In 1998, two doctors were charged with performing an “unlawful abortion” under the Western Australia Criminal Code (in which the term “unlawful” was not defined) for having performed an abortion in 1996 at a Perth abortion clinic. This sparked an intense campaign that led to substantial changes to the WA legislation. The WA Criminal Code was amended to make abortions up to 20 weeks lawful if a pregnant woman “will suffer serious personal, family or social consequences” or “serious danger” her “physical or mental health” if the abortion is not performed.
If the above grounds do not apply, an abortion is still lawful if it is performed by a medical practitioner and the pregnant woman has given “informed” consent after being counselled by another medical practitioner. Abortions after 20 weeks of pregnancy may only be performed if the foetus is likely to be born with severe medical problems – which must be confirmed by two independently appointed doctors.

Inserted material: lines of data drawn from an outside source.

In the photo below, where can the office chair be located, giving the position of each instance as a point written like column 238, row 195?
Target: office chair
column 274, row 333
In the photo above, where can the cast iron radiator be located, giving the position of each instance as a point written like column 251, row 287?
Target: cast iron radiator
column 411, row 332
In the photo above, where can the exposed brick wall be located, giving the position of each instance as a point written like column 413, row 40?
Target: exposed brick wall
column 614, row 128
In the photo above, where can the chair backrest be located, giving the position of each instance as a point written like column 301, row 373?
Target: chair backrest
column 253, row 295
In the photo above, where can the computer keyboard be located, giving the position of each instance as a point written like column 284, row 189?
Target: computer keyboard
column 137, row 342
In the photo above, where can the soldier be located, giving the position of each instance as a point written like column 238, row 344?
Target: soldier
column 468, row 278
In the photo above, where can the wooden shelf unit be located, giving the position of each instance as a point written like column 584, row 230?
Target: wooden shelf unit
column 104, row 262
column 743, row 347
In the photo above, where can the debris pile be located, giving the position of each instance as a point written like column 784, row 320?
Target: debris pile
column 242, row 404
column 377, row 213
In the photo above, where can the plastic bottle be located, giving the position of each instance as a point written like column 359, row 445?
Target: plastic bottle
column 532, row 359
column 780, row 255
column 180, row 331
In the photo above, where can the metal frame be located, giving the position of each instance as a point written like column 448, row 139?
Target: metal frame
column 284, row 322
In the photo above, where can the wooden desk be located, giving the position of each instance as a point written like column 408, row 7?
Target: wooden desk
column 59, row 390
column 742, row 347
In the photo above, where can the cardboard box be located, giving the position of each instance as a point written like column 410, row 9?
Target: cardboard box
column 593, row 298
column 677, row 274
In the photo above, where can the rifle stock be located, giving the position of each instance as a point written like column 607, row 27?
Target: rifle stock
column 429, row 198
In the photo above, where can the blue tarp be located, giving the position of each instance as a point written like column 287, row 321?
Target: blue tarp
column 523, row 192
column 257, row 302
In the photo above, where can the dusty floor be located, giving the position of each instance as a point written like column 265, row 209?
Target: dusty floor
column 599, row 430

Abortion is only considered legal if it is necessary to preserve the woman from a serious danger to her life or health – beyond the normal dangers of pregnancy and childbirth – that would result if the pregnancy continued, and is not disproportionate to the danger being averted. Abortions in Queensland are largely carried out as “therapeutic miscarriages”, performed by specialists, upon request of the patient after an appointment with their local GP. This procedure is only allowed up to 22 weeks. However, the charges laid this year against a young Cairns couple for allegedly procuring an abortion has focussed the debate back on the fact that abortions are still illegal. It has sparked a strong pro-choice campaign in which we are involved. The young woman faces up to seven years’ jail, while her partner faces up to three years’ jail.
Abortion law in NSW declares abortion to be legal if a doctor finds “any economic, social or medical ground or reason” that an abortion is required to avoid a “serious danger to the pregnant woman’s life or to her physical or mental health” at any point during pregnancy to any period during the woman's life. There is an ongoing campaign in NSW to remove abortion from the Criminal Code, largely headed by the Greens and Leslie Cannold who have set up “Pro Choice NSW”. The campaign is somewhat exclusive, however, and mobilisations have been small. Nevertheless, the escalation of the Queensland campaign for decriminalisation has boosted the campaign in NSW.
NT, SA & TAS
Abortion in the NT, SA and Tasmania is available, but only if it is necessary to protect the health of the woman or if the child is likely to be born physically or mentally handicapped.
In the NT, abortions must be performed during the first 14 weeks of pregnancy, and in SA and Tasmania at a maximum of 22-28 weeks.
This report proposes that we support the Reclaim the Night events where useful to focus on both violence against women and abortion rights, including making a poster in Green Left; Green Left copy; and that we look to International Women’s Day next year as an opportunity to relate to radicalising women. Where possible, we should also relate to any pro-choice campaigns sparked by the trial of the Cairns’ couple.
The current political context has opened up new opportunities to relate to women through these events, and comrades noted the new faces around IWD in March this year.
This report also proposes that we suggest to the Socialist Alliance that we re-work our women’s rights charter given the changing political situation, and also seek to include the disproportionate impact of the crisis on women in our workers’ rights material.